Sabtu, 30 Juni 2012

Yang Keenam


Pada tanggal 20 Juni 2012 telah saya tuntaskan novel saya yang keenam. Novel kali ini terdiri dari 55.594 kata yang terhampar sepanjang 307 halaman A5 dengan spasi single 0 pt, jenis font Tahoma ukuran 12.

Novel ini saya kerjakan dalam rangka Camp NaNoWriMo 2012 edisi Juni. Semula bukan ini yang mau saya garap. Namun cerita yang satu ternyata belum siap, sementara cerita ini sudah membentuk plot yang (anggap saja sudah) utuh. Saya pun mengeksekusinya dalam waktu dua minggu kurang.

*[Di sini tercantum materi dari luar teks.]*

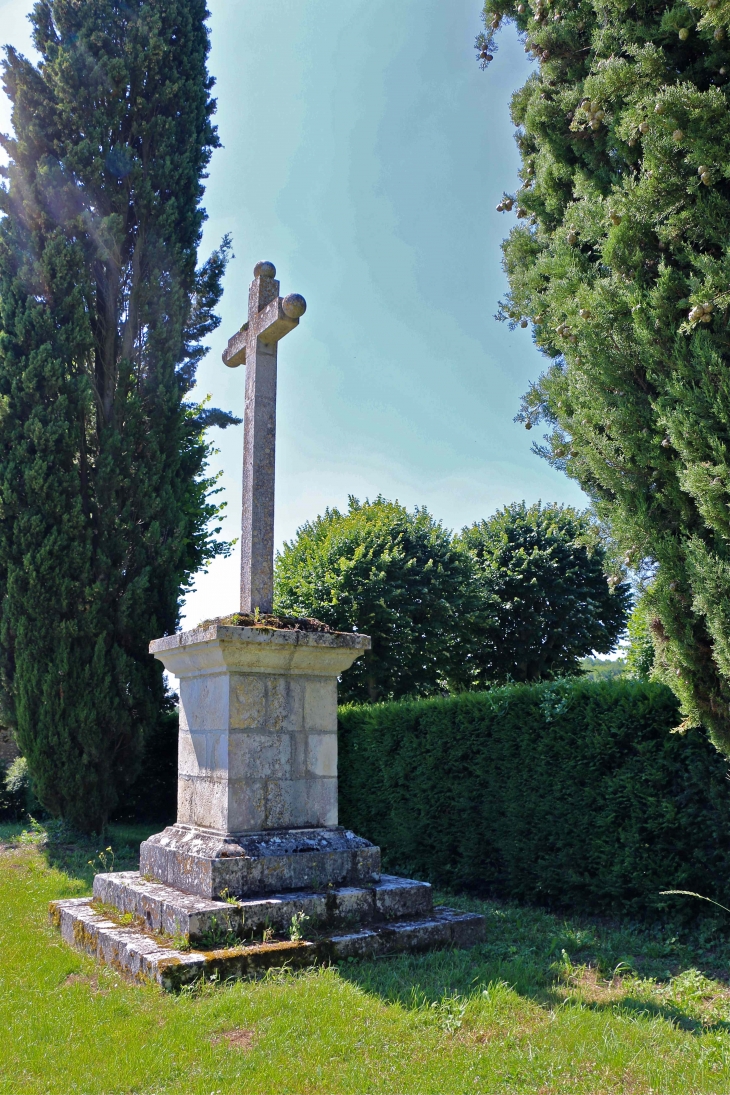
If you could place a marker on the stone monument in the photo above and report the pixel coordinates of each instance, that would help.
(256, 871)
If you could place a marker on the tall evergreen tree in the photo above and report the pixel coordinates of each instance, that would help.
(622, 265)
(104, 502)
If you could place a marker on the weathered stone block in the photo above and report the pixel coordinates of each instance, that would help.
(247, 702)
(321, 705)
(322, 755)
(258, 725)
(259, 756)
(143, 957)
(207, 864)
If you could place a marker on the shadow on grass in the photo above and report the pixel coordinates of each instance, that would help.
(81, 856)
(555, 961)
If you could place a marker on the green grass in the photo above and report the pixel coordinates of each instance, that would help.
(545, 1005)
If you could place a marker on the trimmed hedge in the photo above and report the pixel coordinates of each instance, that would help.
(568, 793)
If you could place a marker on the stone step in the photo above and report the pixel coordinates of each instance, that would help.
(137, 954)
(161, 908)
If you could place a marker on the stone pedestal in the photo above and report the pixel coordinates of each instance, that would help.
(257, 725)
(256, 851)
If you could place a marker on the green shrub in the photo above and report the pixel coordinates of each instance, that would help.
(570, 793)
(16, 796)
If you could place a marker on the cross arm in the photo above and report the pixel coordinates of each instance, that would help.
(274, 321)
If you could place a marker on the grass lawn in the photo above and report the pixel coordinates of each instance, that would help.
(546, 1004)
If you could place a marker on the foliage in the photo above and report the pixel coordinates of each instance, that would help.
(603, 668)
(545, 1003)
(640, 654)
(622, 264)
(545, 598)
(387, 573)
(153, 794)
(16, 796)
(105, 507)
(570, 792)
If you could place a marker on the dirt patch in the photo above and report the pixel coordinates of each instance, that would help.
(236, 1039)
(591, 988)
(91, 980)
(280, 623)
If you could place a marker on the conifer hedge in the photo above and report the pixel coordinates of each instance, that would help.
(570, 793)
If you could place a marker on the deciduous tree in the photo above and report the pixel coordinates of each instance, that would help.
(545, 598)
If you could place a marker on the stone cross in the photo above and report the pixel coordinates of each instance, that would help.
(255, 345)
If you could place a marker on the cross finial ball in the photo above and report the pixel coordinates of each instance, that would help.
(255, 345)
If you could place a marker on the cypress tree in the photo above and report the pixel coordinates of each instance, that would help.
(621, 264)
(104, 503)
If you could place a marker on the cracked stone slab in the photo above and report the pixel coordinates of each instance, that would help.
(163, 909)
(276, 861)
(138, 955)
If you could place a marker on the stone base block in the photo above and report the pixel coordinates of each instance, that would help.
(208, 864)
(160, 908)
(135, 953)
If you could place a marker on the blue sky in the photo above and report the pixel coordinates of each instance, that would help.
(365, 152)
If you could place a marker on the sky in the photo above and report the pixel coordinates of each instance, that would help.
(363, 153)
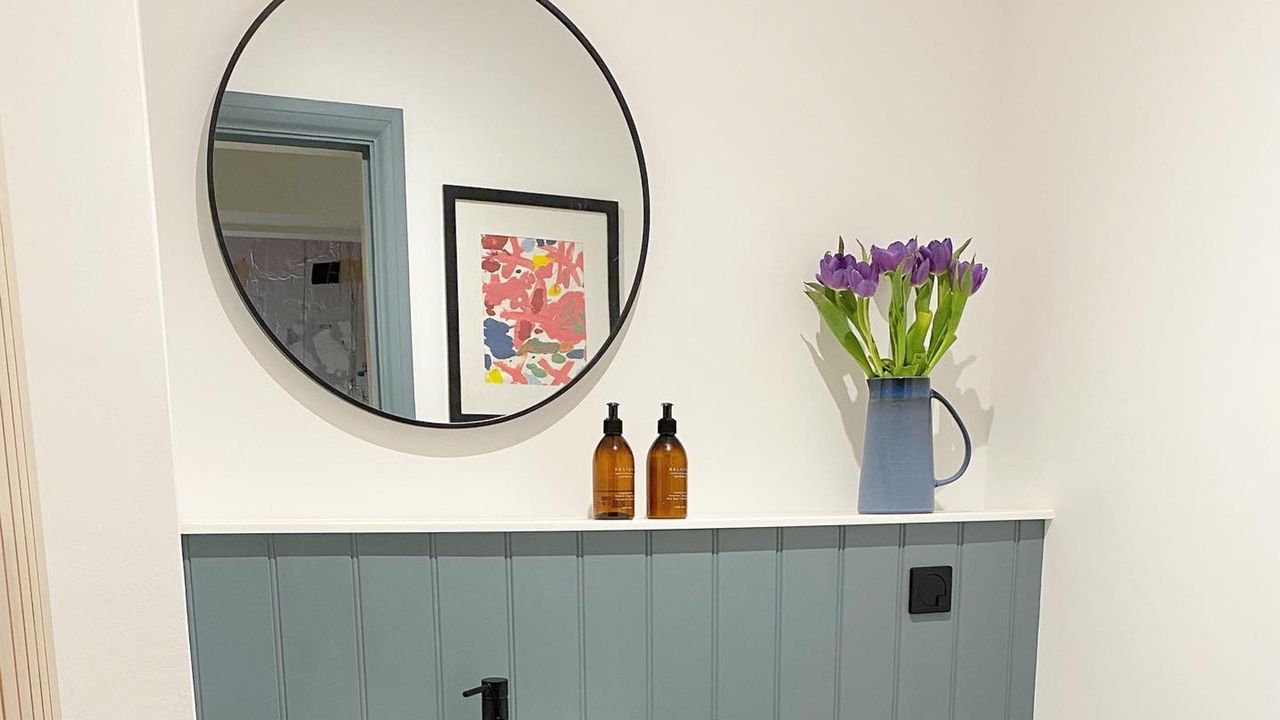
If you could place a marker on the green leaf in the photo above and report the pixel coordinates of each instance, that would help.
(839, 324)
(942, 315)
(860, 318)
(915, 336)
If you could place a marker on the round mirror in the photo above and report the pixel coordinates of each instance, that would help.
(437, 209)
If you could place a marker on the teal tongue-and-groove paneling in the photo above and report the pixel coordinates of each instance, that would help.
(735, 624)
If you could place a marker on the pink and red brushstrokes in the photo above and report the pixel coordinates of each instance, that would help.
(534, 309)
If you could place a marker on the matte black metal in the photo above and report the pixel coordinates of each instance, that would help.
(452, 195)
(931, 591)
(493, 698)
(485, 420)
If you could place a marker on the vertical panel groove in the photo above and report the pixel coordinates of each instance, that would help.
(648, 623)
(191, 625)
(897, 615)
(956, 598)
(840, 618)
(716, 624)
(1013, 616)
(435, 627)
(511, 621)
(777, 627)
(361, 675)
(581, 628)
(277, 627)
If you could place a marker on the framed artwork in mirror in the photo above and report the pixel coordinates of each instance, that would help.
(531, 290)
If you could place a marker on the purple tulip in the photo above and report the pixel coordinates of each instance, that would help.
(863, 279)
(833, 270)
(979, 273)
(922, 269)
(938, 253)
(888, 259)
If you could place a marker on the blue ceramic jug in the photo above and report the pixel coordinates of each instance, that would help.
(897, 455)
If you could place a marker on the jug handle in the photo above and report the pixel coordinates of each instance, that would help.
(964, 433)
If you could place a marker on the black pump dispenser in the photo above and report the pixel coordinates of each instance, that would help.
(667, 423)
(613, 424)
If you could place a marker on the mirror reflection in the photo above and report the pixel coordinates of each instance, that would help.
(435, 208)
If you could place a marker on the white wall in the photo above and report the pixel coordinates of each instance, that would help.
(494, 92)
(1137, 349)
(73, 127)
(768, 131)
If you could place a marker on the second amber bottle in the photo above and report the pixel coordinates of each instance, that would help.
(668, 472)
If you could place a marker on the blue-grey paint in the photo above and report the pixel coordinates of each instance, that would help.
(743, 624)
(380, 131)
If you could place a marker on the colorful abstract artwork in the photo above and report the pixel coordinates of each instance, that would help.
(534, 310)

Sebagaimana novel-novel sebelumnya, saya masukkan beberapa lagu dalam novel ini, yaitu (cuman yang saya cantumkan liriknya, baik utuh maupun penggalan): Doel Sumbang – Mumun, She and Him – Why Do You Let Me Stay Here, HP Girls (Merry Andani, Nini Carlina, Baby Ayu, Anis Marsella) – Anak Mama, serta She and Him – In the Sun. Kira-kira seperti apa ya ceritanya?

Proses

Sepintas cerita dalam novel ini klise. Cowok ketemu cewek, mereka saling suka, mereka pacaran, ada gejolak dalam hubungan mereka, apakah mereka berhasil mengatasinya?

Selama pengerjaan novel ini, saya pun terpikir… ini bukan novel yang bakal saya baca kalau orang lain yang menulisnya.

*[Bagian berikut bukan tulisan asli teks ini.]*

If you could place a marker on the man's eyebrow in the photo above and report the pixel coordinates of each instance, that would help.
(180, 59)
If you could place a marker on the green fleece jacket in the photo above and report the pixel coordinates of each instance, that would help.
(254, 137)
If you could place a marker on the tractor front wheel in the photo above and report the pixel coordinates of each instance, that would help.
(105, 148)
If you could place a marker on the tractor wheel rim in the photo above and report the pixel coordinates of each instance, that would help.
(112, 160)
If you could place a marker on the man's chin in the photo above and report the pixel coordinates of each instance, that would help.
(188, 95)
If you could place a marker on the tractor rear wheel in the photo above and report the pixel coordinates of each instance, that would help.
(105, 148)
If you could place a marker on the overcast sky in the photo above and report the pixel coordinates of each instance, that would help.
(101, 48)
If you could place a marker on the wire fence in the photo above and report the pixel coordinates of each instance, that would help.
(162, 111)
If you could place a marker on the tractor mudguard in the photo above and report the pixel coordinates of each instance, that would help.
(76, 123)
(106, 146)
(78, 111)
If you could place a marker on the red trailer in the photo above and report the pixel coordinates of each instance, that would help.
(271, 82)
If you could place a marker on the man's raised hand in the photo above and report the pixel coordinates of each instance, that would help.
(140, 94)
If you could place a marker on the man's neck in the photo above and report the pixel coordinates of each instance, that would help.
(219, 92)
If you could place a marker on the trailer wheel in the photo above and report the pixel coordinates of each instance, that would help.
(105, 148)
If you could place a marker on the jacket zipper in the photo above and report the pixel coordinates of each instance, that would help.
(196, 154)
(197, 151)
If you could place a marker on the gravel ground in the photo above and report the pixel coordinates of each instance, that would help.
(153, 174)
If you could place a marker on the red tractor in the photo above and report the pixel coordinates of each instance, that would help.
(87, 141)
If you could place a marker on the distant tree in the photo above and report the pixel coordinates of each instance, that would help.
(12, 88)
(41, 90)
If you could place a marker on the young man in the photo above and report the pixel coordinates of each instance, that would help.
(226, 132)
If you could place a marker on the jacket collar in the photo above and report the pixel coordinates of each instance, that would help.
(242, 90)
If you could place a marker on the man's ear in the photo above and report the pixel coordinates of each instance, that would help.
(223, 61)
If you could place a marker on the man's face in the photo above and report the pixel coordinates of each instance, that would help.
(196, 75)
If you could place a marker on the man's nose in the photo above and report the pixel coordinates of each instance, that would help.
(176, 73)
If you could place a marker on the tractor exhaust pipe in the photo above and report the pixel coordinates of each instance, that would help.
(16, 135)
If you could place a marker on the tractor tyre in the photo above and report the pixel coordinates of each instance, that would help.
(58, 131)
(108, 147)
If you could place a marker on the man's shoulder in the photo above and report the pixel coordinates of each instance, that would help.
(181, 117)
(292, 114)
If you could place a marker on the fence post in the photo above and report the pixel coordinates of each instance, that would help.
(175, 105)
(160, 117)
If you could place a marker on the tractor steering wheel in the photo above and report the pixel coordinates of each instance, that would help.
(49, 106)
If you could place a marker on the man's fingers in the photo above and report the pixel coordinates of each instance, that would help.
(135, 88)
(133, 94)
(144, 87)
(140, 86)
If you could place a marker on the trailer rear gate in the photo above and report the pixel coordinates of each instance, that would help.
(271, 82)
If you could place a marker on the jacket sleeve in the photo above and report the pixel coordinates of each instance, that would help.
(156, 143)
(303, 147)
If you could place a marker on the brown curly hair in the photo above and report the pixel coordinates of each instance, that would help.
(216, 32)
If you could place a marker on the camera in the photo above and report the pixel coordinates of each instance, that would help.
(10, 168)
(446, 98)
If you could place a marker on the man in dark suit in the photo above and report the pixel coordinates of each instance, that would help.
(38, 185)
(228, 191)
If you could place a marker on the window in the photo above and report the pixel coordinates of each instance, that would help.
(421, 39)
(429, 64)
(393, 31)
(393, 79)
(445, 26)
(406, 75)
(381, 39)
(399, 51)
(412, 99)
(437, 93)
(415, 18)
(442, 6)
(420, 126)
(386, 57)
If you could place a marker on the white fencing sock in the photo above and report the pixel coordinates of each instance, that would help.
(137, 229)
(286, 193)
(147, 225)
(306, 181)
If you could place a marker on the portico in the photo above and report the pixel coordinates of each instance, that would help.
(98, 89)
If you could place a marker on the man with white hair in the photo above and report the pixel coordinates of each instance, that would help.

Karakter-karakter dalam novel ini berasal dari kaum menengah perkotaan yang hidup serba cukup—bahkan lebih. Simpati saya terhadap kalangan ini telah berkurang sejak saya tinggal di Jogja. Ada kalangan yang lebih layak diberi simpati, karena hidup kalangan satu ini sudah enak. Di dalam teenlit, chiclit, atau semacamnya, permasalahan yang kalangan ini alami paling ya, gejolak psikologis seputar asmara, eksistensi, atau apa. Saya benci keadaan yang "ideal", maupun yang mendekati.

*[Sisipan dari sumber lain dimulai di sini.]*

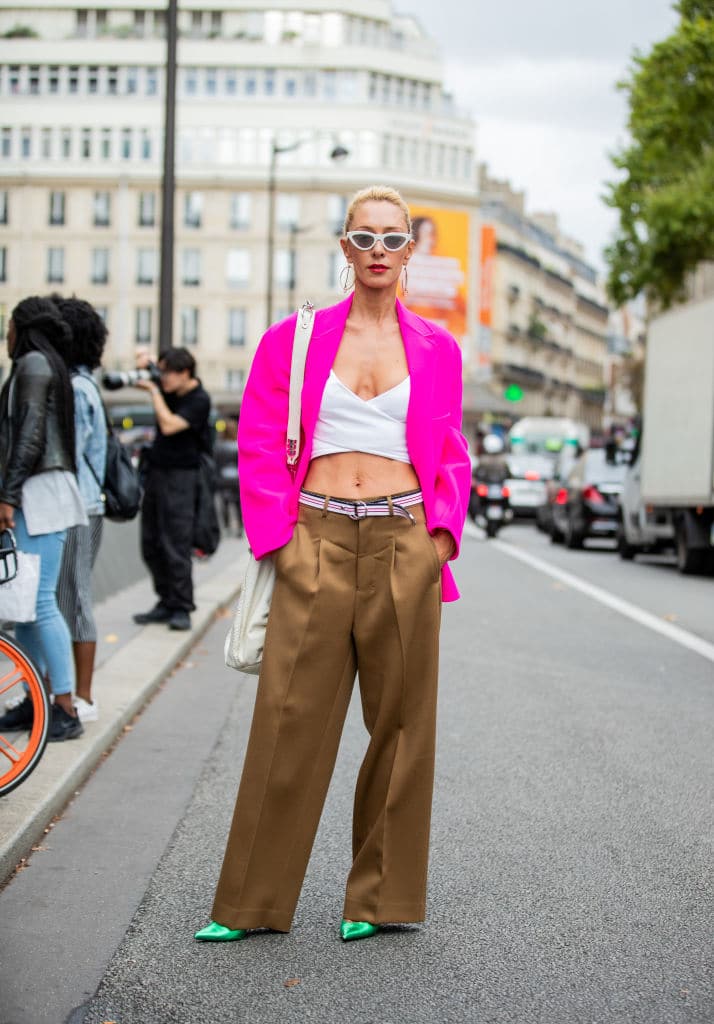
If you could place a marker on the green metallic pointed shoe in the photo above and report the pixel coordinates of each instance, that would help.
(217, 933)
(350, 930)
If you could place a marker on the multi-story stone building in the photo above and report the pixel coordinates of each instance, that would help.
(81, 139)
(543, 311)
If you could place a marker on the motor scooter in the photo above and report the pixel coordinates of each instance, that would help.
(491, 506)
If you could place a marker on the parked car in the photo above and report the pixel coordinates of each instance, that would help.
(587, 504)
(642, 527)
(527, 482)
(561, 467)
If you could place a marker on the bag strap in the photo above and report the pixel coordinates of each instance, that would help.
(303, 332)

Tapi kemudian karakter utama dalam novel ini bilang sama saya, “Loh, ini kan cerita tentang kamu sendiri? Kamu juga terbiasa hidup enak dari dulu, meskipun enggak persis kayak saya yang di mata kamu lebih cemerlang. Bukannya kebiasaan hidup enak itu yang jadi masalah?” …dan bla bla bla lainnya… “Ambil positifnya ajalah. Kalau kamu pingin serius sama saya, mau enggak mau kamu tetep harus riset kehidupan saya. Ya manfaatin itu buat motivasi diri kamu sendiri, supaya kamupun bisa ngeliat dunia yang lebih luas.”

Benar sih. Saya sadari kalau novel ini lebih dari sekadar novel percintaan ababil. Novel ini adalah soal hasrat yang mengejawantah jadi obsesi, seksualitas, dan bagaimana mengelola hasrat-hasrat yang ada agar orang-orang di sekitar bisa terima.

Biarpun cara saya mengemas cerita masih kekanak-kanakkan (perkara keterampilan teknis nih), saya memperlakukan karakter-karakter yang ada di dalam kepala saya dengan serius. Meskipun ada di antara mereka yang suka menulis jurnal, saya tetap membuat jurnal saya sendiri tentang mereka. Untuk pasangan utama dalam novel ini saja, saya sudah mengutak-atik hubungan mereka sejak tahun 2009 dan baru deal belakangan. Nama karakter utamanya sendiri sudah tergurat dalam buku harian saya pada tahun 2005.

Maka novel ini adalah latihan untuk menyajikan sesuatu yang terkesan biasa dengan kemasan yang tidak biasa, membungkus kecabulan supaya tidak kentara, sekaligus menyelami karakter-karakter. Kesembilan karakter yang jadi penutur cerita ini menggunakan sudut pandang orang pertama—tentu saja semua pakai gaya bahasa saya! …biarpun mereka punya masalah, tujuan, dan sorotan masing-masing.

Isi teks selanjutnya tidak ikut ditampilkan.